XenServer Pool Master Failure: What Actually Happens and How to Recover

The pool master is XenServer’s single management control plane for a resource pool. All XenCenter connections, all xe CLI commands that operate across the pool, all pool-level configuration changes — they all route through the pool master. Understanding what happens when it fails, and how to recover, is essential knowledge before you put XenServer into production.

What Happens When the Pool Master Goes Down

When the pool master host goes offline unexpectedly, the other hosts in the pool enter a degraded state. VMs that are running on slave hosts continue running — this is the important part. Workloads don’t stop. But the following become unavailable until a new pool master is elected or the original recovers:

XenCenter connections to the pool (GUI is dark)
xe CLI pool-level commands
New VM starts, migrations, or storage operations
Pool configuration changes of any kind

Hosts have a heartbeat timeout — by default around 60 seconds — after which they attempt to elect a new pool master. If High Availability is configured and the host genuinely failed (as opposed to a network partition), the election happens automatically and a slave host assumes the master role.

Network Partitions Are the Dangerous Case

The scenario that causes the most grief: the pool master is alive but unreachable from pool slaves due to a network problem (switch failure, misconfigured VLAN, someone tripping over a cable). Now you have a master that thinks it’s healthy, slaves that can’t reach the master, and potentially a split-brain situation if HA tries to fence hosts.

XenServer’s HA uses a storage heartbeat (via a dedicated heartbeat SR, typically a small LUN on shared storage) in addition to the network heartbeat. This reduces, but doesn’t eliminate, split-brain risk. Hosts that can see the storage heartbeat but not the network heartbeat will delay fencing decisions — which is usually the right behavior but can extend the degraded window.

Before deploying HA in production, test your fencing behavior deliberately in a maintenance window. Know what your environment actually does under failure conditions, not just what the documentation says it should do.

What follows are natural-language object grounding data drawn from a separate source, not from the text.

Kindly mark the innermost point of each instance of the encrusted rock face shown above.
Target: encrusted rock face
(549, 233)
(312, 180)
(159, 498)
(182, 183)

Manual Pool Master Promotion

If your pool master fails permanently and HA doesn’t automatically elect a new one (or you don’t have HA configured), you’ll need to manually designate a new master. Connect to any running slave host via SSH:

xe pool-emergency-transition-to-master

Run this on the host you want to become the new pool master. It forces that host into the master role immediately. Then point XenCenter to the new master’s IP and reconnect.

Once the pool is functional again, run:

xe pool-recover-slaves

This instructs the other slaves to re-synchronize with the new master and rejoin the pool properly.

Preventing Avoidable Failures

Pool master placement matters. Put your pool master on the most reliable hardware in the cluster. If you’re running mixed hardware (different server generations or configs), designate the newest, most stable host as pool master.

Keep the pool master’s network simple — don’t put complex VLAN trunking configurations on the management NIC that the pool relies on. Management network reliability is more important than management network sophistication.

Finally: know where your pool master is before an incident. I’ve seen admins in a panic unable to find which of four hosts is the master because nobody documented it. xe pool-list params=master shows the UUID, and xe host-list maps UUIDs to names. Run those commands and stick the output in your runbook.